Session Information
Contribution
Description: In this paper I will investigate the open-air school 'Umberto di Savoia' of Milan. The school may be considered 'iconic', if not in design or education, then certainly in size. It was part of a megalomaniac project of urban architecture that received considerable attention in international circles, although it may not have been as 'original' as 'truly' iconic schools like the one of Duiker in Amsterdam or the one of Baudoin and Lods in Suresnes. Nevertheless the school symbolized the institutionalization of the Italian open-air 'movement'. Initially conceived by the socialist city council as a vacation colony during the summer and as a day school for the rest of the year in the line of other 'experiments' in Bologna, Padua and Milan, the project would soon lend itself perfectly for mass celebrations of fascism (Penzo, 2003). Constructed in a public park and built around a former hippodrome of the 'Trotter Society', the project encompassed numerous school pavilions, an open-air swimming pool, and football, tennis and skating grounds.

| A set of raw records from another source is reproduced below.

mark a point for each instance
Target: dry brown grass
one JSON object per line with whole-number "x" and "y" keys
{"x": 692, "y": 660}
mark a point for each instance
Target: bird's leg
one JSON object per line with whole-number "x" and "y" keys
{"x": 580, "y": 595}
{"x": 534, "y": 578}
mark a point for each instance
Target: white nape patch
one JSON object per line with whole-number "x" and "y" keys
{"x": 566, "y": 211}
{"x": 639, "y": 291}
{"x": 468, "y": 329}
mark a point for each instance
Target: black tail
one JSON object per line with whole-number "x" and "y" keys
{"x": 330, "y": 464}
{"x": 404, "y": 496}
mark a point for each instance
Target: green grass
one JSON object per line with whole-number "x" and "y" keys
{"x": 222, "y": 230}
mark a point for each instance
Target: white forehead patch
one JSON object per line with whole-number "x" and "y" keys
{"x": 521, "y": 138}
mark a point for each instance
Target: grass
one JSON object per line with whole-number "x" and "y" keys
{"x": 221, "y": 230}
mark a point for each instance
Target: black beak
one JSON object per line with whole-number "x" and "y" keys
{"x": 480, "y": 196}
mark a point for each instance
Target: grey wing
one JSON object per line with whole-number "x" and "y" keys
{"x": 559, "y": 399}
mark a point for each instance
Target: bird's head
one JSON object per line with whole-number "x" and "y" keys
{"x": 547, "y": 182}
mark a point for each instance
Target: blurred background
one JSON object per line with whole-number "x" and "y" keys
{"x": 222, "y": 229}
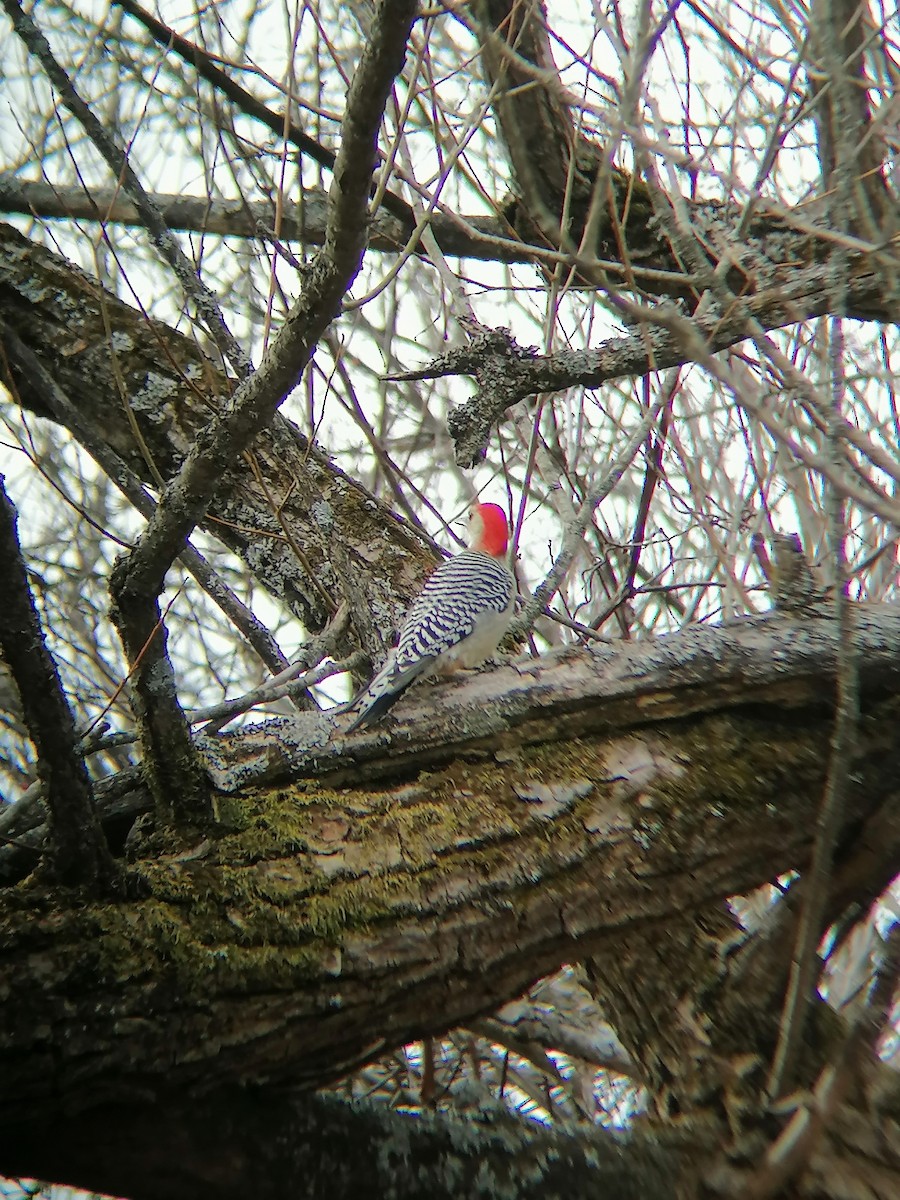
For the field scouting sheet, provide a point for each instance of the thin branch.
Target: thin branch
(123, 172)
(79, 853)
(58, 403)
(137, 581)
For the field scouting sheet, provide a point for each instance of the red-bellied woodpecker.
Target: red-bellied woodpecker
(456, 621)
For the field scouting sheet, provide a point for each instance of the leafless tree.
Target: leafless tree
(282, 289)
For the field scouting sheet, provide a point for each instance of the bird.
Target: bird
(796, 585)
(457, 619)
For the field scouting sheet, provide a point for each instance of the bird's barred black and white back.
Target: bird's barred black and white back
(457, 621)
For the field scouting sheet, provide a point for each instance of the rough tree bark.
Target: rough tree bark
(352, 900)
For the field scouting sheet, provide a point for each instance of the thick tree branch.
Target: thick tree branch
(139, 577)
(108, 358)
(117, 160)
(317, 1146)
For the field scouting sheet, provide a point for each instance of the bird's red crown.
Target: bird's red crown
(489, 529)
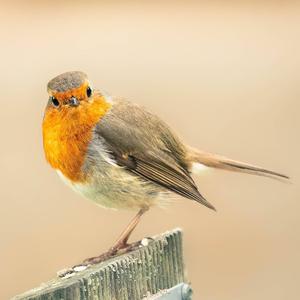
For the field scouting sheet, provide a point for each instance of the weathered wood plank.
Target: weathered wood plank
(133, 276)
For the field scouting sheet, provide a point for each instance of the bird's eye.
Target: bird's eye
(55, 102)
(89, 91)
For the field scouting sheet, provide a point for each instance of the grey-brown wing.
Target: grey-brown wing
(145, 146)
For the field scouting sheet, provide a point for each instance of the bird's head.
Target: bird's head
(68, 91)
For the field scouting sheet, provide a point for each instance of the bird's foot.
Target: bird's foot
(118, 249)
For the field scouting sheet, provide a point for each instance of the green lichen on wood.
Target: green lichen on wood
(132, 276)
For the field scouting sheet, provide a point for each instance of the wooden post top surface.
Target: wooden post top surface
(135, 275)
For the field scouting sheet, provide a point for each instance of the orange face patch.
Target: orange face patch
(67, 132)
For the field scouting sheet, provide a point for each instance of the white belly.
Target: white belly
(113, 187)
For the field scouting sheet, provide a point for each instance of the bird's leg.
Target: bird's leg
(121, 242)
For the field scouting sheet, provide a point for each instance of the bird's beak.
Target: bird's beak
(73, 101)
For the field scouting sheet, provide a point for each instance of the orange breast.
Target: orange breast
(67, 132)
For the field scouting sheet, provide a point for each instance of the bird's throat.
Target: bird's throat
(67, 133)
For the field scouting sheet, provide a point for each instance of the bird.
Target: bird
(119, 155)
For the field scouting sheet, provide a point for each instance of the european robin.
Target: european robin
(118, 154)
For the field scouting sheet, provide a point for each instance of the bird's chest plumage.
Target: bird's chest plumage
(67, 134)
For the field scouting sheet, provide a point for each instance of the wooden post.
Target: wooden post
(153, 271)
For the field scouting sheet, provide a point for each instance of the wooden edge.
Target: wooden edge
(145, 271)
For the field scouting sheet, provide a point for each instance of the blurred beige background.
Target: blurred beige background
(224, 75)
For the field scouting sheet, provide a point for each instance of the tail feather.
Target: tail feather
(220, 162)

Later on, former horse stables on the premises would be transformed into a 'preventive' boarding school for children living in "particularly difficult family circumstances" (Idem). Finally, a genuine cinema and a little church were constructed as well. However, what interests me in terms of 'transformation of knowledge', is not the architectural as such, but the relation between design and education in general. In the line of previous research on this topic (Depaepe, Simon & Thyssen, 2005) my main question is: to what degree was the education offered within this allegedly 'renewing' school buildings 'renewing' in its turn? Did the pavilion structure of the school result in less frontal and teacher-oriented education? The school's rhetoric stressed on 'new education' principles such as natural education, observation, reflection, learning for life and so on. How was all this knowledge transformed into practice? To what extent was it capable of altering the 'choreography' of schooling?
Methodology: The methodology used, fits into the framework of 'new cultural history', and more specifically, 'classroom history' (as 'thick description', with particular attention for everyday education, the visual and material school culture). Among the primary sources that will be used, are minutes of international congresses of open-air schools, several issues of the bulletin of the international committee on open-air schools/education, sources about Italian open-air schools in general, about socialism and fascism and so on. The most important part, however, will consist of internally published and unpublished written and visual sources, located e.g. in the State Archive of Milan. Finally, oral accounts will be used as well.
Conclusions: It is expected that the education offered within this particular open-air school differed less from the regular education than the architectural design and the 'new education' rhetoric may have promised. Given the fact that the school was part of a eugenic project that segregated materially, 'hereditary' and 'morally' poor children from 'healthy' ones on a extensive scale, aiming to produce economically, military and morally profitable citizens, it is expected that the school regime resulted in paradoxical effects of liberty and coercion, individuality and collectiveness etc., which may well have been experienced by the school children and their parents as such.